The WikiLeaks that appeared in Malaysia Today on June 6 had the cable further quoting Govindan’s opinion that our civil service adopts “a very narrow worldview and will oppose, even refuse to implement, reforms perceived as damaging ethnic Malay interests, even if convinced of the long-run gains for Malaysia”.

Former Prime Minister Mahathir Mohamad has referred to the service as a “Malay administration”. He did not even bother to pass it off as a “bumiputera administration” in which case it can be claimed by the non-Muslim natives of East Malaysia. Alas, the Orang Asli indigenous to the peninsula do not even figure in the equation.

Non Malays have been gradually cleansed from the public sector with only a few remaining now in crucial and inevitable sectors such as teaching in vernacular schools. The Orang Asli have been totally excluded.

Umno ultra nationalists defend majority-race dominance as justifiable opposed to the minority-race dominance previously in South Africa under apartheid. They’re pretending their systemic racism is not discernible to the rest of the world even if the minorities in Malaysia are resigned to this supremacist order of public affairs.

The public sector should reflect the country’s plural society or in other words, set the example and no longer display the same ‘ethnic imbalances’ blamed on the divide-and-rule policy under British colonial rule.

Not a ‘reasonable’ apportioning

Mahathir and his ultras claim their affirmative action differs from apartheid. Yet the end result of the affirmative or rather discriminative action is the monopoly of all aspects of socio-economic life by a single politically dominant ethnic majority. One example of the 1Malay administration at work is the annual Public Service Department (JPA) scholarship disbursement where top non-Malay students appear to have been systematically sidelined.

Even though Article 8 (2) of the Federal Constitution states that all citizens are eligible if suitably qualified by educational standards to enter any branch of the public service, and there can be no discrimination on grounds of race, religion and the like, in reality, the Malay ultras have ignored this constitutional provision.

The public sector can declare that it is devoid of racial discrimination only if its staff composition reasonably reflects the ethnic composition of the country and its intake based primarily on merit. The competence, integrity and efficiency of personnel must take precedence over one’s skin colour and ancestral status.

In 1967, the Malays accounted for 68 percent of all civil servants (Supian Ali and Mohd Zainuddin: p.162). Chinese accounted for 16 percent and Indians 15 percent. In 1968, Malays outnumbered non-Malays only in two (administrative services and legal services) out of nine public service areas, and accounted about half of the uniformed services manpower (Mohamed Suffian: p.297). Nonetheless, many top administrative jobs, legal officer and technical posts were held by the Chinese and Indians.

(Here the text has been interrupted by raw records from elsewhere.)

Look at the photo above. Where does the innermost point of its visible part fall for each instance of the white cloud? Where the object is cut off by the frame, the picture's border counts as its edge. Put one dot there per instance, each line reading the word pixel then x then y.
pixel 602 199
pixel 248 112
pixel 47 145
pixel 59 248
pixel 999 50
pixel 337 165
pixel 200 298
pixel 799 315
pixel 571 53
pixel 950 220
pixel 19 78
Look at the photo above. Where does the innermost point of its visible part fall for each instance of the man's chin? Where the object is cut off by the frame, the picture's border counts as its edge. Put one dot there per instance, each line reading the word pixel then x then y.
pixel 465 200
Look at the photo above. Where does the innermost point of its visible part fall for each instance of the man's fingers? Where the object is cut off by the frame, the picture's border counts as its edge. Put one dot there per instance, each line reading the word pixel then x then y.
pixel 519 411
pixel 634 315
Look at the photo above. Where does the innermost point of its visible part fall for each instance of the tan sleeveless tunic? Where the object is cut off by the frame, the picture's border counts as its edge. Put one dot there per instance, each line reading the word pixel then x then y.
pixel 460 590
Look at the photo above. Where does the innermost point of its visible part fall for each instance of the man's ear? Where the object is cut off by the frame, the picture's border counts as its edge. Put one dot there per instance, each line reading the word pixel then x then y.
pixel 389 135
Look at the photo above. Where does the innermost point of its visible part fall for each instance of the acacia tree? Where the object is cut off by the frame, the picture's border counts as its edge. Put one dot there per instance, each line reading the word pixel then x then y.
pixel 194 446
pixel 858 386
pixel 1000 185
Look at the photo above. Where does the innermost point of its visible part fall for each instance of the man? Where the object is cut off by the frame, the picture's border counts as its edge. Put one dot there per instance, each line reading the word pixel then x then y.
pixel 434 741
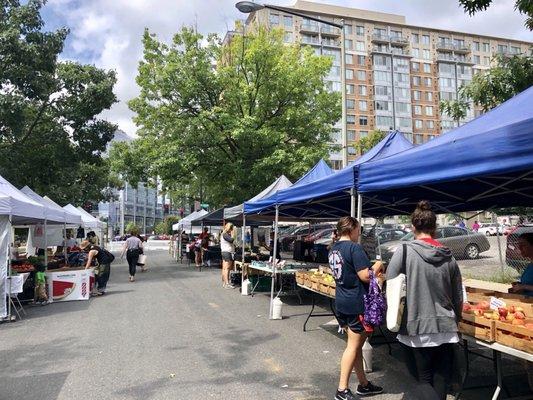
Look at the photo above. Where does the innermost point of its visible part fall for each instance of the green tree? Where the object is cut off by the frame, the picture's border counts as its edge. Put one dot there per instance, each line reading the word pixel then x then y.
pixel 522 6
pixel 510 76
pixel 50 136
pixel 370 141
pixel 229 130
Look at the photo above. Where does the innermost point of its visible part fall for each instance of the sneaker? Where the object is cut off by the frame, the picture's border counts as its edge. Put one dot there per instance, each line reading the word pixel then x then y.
pixel 368 390
pixel 346 394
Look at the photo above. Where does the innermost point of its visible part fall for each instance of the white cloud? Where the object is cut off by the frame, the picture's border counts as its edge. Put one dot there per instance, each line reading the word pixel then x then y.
pixel 109 32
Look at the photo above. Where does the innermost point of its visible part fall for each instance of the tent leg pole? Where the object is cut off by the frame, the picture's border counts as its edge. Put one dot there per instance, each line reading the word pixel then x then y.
pixel 352 202
pixel 359 212
pixel 274 262
pixel 243 248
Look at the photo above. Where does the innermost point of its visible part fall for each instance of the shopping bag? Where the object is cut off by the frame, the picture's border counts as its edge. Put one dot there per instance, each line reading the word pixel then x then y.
pixel 375 303
pixel 396 296
pixel 142 260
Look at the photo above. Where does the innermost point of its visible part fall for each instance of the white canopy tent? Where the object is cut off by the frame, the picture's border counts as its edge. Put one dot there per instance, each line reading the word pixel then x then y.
pixel 185 223
pixel 15 209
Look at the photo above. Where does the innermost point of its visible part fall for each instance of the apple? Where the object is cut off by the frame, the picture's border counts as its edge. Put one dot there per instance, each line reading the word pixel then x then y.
pixel 502 311
pixel 519 315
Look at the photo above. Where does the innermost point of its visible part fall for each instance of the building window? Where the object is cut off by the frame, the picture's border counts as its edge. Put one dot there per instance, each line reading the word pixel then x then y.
pixel 383 105
pixel 274 19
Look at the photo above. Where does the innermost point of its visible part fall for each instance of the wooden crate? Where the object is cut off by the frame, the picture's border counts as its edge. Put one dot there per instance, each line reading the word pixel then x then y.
pixel 516 336
pixel 478 327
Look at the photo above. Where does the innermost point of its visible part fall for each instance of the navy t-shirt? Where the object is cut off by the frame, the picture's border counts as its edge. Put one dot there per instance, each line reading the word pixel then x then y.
pixel 346 258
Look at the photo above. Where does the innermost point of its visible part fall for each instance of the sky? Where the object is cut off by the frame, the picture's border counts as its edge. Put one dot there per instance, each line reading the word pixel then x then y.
pixel 108 33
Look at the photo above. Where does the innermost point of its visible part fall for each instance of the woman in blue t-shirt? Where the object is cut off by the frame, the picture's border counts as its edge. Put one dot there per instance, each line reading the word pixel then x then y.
pixel 350 267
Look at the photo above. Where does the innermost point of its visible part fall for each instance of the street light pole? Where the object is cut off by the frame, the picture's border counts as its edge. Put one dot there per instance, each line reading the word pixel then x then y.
pixel 247 7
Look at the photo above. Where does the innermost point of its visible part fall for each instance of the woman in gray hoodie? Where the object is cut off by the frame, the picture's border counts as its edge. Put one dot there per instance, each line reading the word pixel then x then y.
pixel 433 305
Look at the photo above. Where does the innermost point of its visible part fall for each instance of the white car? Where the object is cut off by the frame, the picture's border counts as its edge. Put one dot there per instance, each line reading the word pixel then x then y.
pixel 490 229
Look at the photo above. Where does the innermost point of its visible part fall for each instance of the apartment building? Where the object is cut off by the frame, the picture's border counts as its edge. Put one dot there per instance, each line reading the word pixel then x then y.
pixel 396 73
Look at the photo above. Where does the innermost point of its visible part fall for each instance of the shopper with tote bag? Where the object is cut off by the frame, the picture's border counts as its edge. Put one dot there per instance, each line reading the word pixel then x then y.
pixel 433 304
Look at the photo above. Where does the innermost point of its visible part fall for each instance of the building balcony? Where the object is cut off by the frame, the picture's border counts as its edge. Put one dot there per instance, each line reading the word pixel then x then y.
pixel 379 38
pixel 330 31
pixel 309 28
pixel 399 41
pixel 444 46
pixel 461 48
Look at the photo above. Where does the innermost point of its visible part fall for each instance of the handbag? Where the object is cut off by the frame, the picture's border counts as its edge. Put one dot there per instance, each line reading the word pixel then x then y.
pixel 396 296
pixel 142 260
pixel 375 303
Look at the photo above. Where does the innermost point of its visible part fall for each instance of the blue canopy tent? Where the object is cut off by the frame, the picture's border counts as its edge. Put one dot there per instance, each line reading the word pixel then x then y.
pixel 483 164
pixel 329 197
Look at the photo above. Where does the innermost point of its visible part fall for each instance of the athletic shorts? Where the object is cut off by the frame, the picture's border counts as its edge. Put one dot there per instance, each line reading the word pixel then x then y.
pixel 350 321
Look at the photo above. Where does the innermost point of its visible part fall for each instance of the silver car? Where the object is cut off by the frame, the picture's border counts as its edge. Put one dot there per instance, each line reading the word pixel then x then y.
pixel 462 242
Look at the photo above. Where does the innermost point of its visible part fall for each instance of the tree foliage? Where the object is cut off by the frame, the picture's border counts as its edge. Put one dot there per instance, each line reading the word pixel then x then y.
pixel 232 129
pixel 370 141
pixel 50 136
pixel 509 76
pixel 522 6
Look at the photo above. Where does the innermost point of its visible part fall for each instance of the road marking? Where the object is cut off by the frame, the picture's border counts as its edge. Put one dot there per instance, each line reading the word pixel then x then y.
pixel 273 365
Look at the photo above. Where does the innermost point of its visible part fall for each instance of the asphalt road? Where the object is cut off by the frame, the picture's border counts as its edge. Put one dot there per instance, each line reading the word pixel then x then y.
pixel 176 334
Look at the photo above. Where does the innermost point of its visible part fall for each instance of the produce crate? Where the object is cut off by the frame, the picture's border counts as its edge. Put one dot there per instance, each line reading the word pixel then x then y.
pixel 265 282
pixel 478 327
pixel 516 336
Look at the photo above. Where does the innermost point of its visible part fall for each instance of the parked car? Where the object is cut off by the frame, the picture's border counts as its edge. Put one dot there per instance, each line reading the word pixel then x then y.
pixel 513 258
pixel 462 242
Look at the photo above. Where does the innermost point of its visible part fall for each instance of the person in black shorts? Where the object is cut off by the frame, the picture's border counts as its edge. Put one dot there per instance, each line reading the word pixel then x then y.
pixel 350 267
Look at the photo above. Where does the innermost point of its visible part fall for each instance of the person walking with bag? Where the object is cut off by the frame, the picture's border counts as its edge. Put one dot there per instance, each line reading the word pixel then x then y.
pixel 433 304
pixel 133 249
pixel 351 269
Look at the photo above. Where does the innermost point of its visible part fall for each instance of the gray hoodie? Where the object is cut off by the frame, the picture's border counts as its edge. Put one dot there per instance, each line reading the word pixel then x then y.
pixel 434 288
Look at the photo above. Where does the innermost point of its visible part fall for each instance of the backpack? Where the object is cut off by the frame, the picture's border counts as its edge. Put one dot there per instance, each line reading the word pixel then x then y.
pixel 107 257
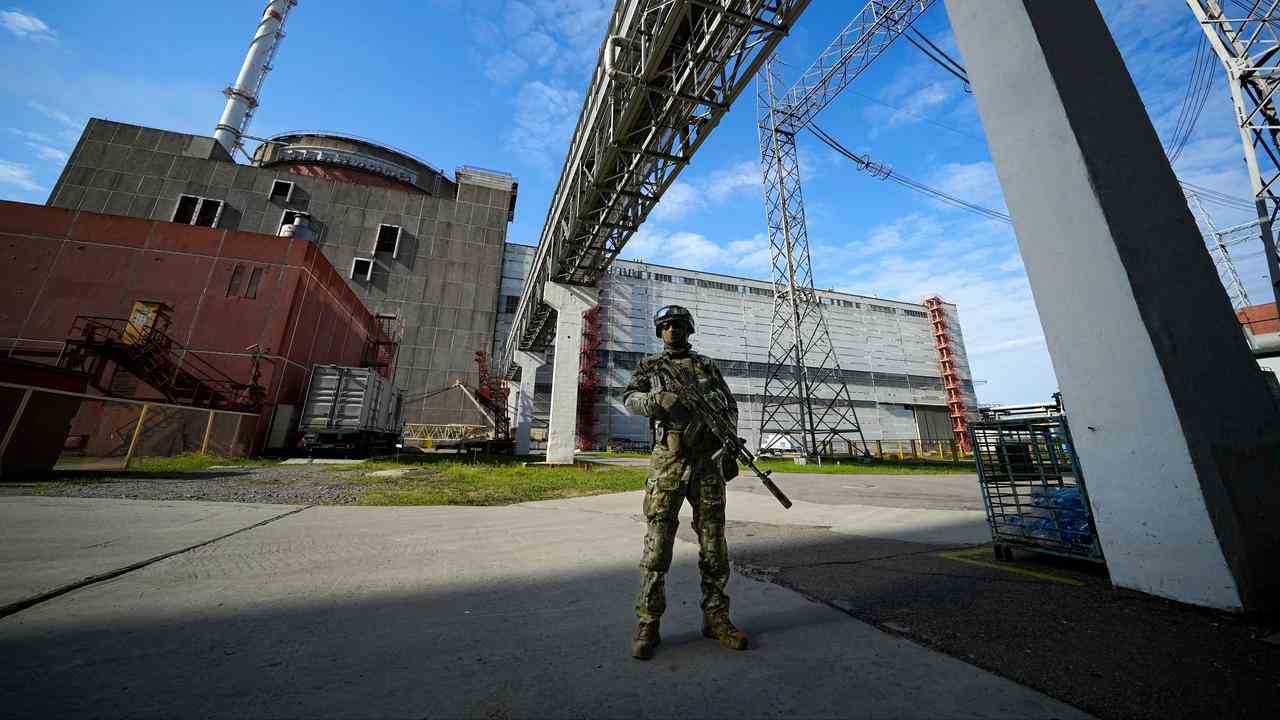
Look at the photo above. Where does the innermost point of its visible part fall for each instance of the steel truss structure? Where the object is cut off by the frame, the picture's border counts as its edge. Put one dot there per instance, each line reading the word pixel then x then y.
pixel 667 73
pixel 1248 44
pixel 805 396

Under clause (2) of article 153 in the constitution, it is the responsibility of the Yang Dipertuan Agong acting on Cabinet advice to ensure the reservation for Malays and natives of Borneo a “reasonable proportion” of positions in the federal public service. The constitution also prohibits any deprivation of a person of any public office held by him; and public servants all races of all levels must be treated impartially (Mohamed Suffian: p.294).

The constitution compels that any preferential treatment must still be reasonable to all ethnic groups and merit take precedence. The implementation of preferential policies has to be transparent.

In 1978, the American court ruled in Regents of University of California v. Bakke that merit must take precedence over ethnicity in the implementation of affirmative action, and reverse racism as well as racial quotas are strictly forbidden.

Strictly speaking, racial quotas have been found by the courts to be unconstitutional and not regarded as affirmative action in the United States. Instead racial quotas were the main feature of apartheid in South Africa.